I have already protracted this opinion and must shortly bring it to a close. I cannot be expected to treat fully all the points presented and argued, so shall conclude with a few general statements relating to other points and the citation of authorities bearing thereon. Although the deed in question is signed by the trustees individually, the word *587trustees not being added after their signatures, which is generally done, since the body of the deed recites that the grantors therein are trustees, such deed is good as a conveyance from the trustees and passes whatever title they have as such. Boggess v. Scott, 48 W. Va. 316, 37 S. E. Rep. 661. As to the binding force of the personal covenants and that the grantors are estopped thereby, see Bloom v. Wolfe, 50 Iowa 286; Mitchell v. Hazen, 4 Conn. 495; North v. Henneberry, 44 Wis. 306; Hitchcock v. Southern Iron & Timber Co., Tenn. Ch. App. , 38 S. W. Rep. 588; Sumner v. Williams, 8 Mass. 162, 5 Am. Dec. 83; Duval v. Craig, 2 Wheaton (U. S.) 45. Also see note on page 224 of 17 Am. Dec.

Upon the question of reformation and rescission generally, the following additional authorities will be found helpful: Kennerty v. Etiwan Phosphate Co., 21 S. C. 226, 53 Am. Rep. 669; Hope v. Bourland, 21 Okla. 864, 98 Pac. Rep. 580; Benn v. Pritchett, 163 Mo. 560, 63 S. W. Rep. 1103; Dougherty v. Dougherty, 204 Mo. 228, 102 S. W. Rep. 1099.

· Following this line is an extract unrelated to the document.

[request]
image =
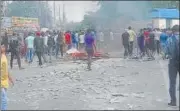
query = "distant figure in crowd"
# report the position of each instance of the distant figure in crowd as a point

I have given this case .my most patient and careful consideration. It follows from what I have said that I have reached the conclusion that the bill not only fails to state a case for reformation or rectification, but that it likewise fails to make or state a case for cancellation or rescission, therefore the court erred in not sustaining the demurrer thereto. I think that the order appealed from should be reversed and the case remanded, with directions to sustain the demurrer to the bill.

Cockrell, J., concurs in the foregoing dissent.